Songs run the range from slow-sweeping ballads ("Summertime") to jumpy toe-steppers ("Quit your Job Joe"), and while I rarely jive with all the flowering praise a press release would like one to believe, I leave you with this [truncated] write-up that sums up the artist and album in true, natural light:

A traveler, a dreamer, a banjo player, Kendl sprouts alfalfa beans in mason jars in the back of her tour van and counts the days until she returns home to her house boat to write songs on her banjo through the rainy afternoons. Growing out of her previous release, Apple Core, some songs on The Mechanics of Hovering Flight are folk. Some are bluegrass.
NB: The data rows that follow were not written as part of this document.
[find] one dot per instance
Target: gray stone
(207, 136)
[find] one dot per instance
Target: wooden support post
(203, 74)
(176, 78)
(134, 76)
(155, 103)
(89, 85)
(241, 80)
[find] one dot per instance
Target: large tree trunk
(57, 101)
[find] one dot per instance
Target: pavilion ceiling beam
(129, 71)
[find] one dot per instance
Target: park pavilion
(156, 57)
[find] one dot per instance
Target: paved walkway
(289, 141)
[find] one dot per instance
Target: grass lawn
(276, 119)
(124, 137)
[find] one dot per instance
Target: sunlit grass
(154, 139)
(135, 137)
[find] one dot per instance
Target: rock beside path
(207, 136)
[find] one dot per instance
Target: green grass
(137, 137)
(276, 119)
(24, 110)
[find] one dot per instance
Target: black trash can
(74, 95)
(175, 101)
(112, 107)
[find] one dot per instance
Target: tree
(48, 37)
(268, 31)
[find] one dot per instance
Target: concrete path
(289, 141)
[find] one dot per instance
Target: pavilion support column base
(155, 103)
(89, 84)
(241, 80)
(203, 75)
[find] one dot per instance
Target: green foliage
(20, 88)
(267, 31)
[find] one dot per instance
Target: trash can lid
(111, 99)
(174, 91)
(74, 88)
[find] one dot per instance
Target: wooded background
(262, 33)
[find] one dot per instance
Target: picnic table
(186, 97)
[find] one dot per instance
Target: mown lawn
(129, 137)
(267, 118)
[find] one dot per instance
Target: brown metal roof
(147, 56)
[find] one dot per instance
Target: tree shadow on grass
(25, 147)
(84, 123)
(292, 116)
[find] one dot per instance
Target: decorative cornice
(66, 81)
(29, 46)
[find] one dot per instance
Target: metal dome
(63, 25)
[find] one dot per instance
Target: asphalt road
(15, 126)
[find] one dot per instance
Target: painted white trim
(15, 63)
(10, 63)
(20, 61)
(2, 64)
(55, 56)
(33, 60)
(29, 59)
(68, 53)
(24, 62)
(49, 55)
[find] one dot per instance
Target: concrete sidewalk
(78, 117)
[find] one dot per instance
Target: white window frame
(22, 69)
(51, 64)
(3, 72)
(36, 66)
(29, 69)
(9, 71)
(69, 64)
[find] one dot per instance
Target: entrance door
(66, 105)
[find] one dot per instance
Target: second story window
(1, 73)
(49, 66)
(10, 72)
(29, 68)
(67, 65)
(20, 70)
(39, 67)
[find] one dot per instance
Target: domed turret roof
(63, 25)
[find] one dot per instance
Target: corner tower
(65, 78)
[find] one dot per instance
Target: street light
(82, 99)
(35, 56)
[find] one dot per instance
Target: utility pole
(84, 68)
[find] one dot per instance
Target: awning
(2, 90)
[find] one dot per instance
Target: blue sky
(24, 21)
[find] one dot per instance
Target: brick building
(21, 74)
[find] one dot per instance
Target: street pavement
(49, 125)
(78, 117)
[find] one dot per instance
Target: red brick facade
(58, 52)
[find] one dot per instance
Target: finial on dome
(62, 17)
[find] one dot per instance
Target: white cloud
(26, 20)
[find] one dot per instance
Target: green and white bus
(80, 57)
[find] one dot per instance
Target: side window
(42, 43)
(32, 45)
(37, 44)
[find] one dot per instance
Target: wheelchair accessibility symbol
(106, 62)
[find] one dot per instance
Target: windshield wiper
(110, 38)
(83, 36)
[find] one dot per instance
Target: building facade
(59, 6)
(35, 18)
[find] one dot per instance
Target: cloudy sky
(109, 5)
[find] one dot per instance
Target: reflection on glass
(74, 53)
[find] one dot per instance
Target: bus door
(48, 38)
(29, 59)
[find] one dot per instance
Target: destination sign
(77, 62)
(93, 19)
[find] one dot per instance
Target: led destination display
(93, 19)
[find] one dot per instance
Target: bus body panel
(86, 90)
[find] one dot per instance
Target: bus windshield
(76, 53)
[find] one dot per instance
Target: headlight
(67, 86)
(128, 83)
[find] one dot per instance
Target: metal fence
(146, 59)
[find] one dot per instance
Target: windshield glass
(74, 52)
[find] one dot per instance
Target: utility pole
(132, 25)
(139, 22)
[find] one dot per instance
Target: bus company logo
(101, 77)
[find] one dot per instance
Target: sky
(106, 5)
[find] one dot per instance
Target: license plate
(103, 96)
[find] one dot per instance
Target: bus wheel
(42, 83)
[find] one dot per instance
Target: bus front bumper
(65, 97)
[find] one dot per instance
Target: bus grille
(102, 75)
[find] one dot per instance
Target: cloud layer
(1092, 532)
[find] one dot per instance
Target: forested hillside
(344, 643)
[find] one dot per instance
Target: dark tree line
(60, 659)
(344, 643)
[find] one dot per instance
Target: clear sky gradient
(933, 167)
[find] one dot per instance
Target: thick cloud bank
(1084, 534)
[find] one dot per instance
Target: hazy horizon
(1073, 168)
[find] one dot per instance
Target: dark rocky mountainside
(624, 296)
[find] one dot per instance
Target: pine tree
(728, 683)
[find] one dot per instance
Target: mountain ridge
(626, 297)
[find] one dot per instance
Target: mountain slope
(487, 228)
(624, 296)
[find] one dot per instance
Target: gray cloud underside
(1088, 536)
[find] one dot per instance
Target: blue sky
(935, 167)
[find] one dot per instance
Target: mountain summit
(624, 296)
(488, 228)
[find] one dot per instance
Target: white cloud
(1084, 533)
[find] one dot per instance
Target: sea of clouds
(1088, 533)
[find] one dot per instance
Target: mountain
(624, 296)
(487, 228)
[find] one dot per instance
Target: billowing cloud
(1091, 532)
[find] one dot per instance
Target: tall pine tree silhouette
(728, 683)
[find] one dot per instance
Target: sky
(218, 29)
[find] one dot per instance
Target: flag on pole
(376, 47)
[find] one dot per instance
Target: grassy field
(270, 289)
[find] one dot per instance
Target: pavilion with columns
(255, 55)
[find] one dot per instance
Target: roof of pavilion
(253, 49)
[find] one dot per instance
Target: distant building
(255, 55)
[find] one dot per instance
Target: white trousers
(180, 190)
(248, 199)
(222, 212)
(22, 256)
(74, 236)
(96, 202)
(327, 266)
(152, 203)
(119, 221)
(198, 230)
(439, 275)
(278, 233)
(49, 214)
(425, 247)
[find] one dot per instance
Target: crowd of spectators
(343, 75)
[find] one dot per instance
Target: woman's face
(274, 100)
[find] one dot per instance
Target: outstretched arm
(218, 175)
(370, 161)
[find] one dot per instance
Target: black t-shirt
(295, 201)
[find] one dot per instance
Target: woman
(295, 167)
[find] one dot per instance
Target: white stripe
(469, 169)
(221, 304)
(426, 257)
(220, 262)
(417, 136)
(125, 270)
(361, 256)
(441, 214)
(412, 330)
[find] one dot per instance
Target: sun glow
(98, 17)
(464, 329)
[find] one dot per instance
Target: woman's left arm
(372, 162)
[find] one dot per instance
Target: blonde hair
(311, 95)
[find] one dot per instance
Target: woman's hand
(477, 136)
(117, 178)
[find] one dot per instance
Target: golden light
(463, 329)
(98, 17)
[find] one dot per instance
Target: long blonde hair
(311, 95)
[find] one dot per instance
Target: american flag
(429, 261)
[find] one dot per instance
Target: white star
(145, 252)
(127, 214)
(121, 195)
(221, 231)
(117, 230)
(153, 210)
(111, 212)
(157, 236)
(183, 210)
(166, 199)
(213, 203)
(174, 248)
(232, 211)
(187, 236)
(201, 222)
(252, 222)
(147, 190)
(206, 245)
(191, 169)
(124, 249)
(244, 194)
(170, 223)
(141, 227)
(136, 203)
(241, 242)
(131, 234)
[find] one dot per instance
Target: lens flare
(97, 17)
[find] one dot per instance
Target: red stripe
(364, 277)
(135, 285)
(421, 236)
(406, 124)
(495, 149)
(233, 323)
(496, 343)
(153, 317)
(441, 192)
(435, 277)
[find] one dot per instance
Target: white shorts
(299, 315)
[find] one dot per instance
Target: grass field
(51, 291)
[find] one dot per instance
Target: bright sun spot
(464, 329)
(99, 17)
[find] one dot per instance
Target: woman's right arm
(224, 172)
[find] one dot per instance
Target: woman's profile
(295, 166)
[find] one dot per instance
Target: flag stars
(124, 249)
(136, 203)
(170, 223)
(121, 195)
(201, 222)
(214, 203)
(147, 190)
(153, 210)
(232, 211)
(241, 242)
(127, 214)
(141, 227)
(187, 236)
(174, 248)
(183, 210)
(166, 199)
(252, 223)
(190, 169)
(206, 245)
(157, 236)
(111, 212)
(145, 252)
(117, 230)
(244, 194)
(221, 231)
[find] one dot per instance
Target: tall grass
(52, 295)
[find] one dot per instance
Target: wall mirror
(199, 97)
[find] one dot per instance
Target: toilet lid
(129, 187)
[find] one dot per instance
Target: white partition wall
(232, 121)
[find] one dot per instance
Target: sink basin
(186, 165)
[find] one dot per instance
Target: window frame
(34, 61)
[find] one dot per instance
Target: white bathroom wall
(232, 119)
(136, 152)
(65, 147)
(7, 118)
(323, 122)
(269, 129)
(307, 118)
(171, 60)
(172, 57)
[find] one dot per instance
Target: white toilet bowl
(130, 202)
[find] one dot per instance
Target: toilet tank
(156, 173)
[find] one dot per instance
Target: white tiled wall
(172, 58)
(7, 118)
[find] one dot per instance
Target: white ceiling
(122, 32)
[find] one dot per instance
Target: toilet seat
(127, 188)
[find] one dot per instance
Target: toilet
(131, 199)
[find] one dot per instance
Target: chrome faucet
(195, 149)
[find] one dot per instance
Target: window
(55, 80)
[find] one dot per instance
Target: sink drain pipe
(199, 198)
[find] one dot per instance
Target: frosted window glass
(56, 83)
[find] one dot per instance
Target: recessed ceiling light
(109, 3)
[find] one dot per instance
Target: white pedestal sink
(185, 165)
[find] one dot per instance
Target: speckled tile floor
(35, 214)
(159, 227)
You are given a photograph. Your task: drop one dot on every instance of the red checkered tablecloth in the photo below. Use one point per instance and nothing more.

Some smack a bit more of country, with twangy guitar and foot-stomping rhythm, but somehow Kendl has created an album that is one moving piece, that tells a story between the liner notes. Perhaps it is her voice...perhaps it's her pure dedication to writing the perfect song that serves her so well--to write a song that plays to the seasons, to the harvest, and speaks to the truth about life. About love. About the simple love of a singer and her banjo. In line with her organic vision, Kendl invited her friends to record and sing on many tracks. Their joy and spirit of community are palpable, even in the darker songs of the album. But it is Kendl who is storyteller, who takes the listener by the ears and holds them, captivated, until she is finished.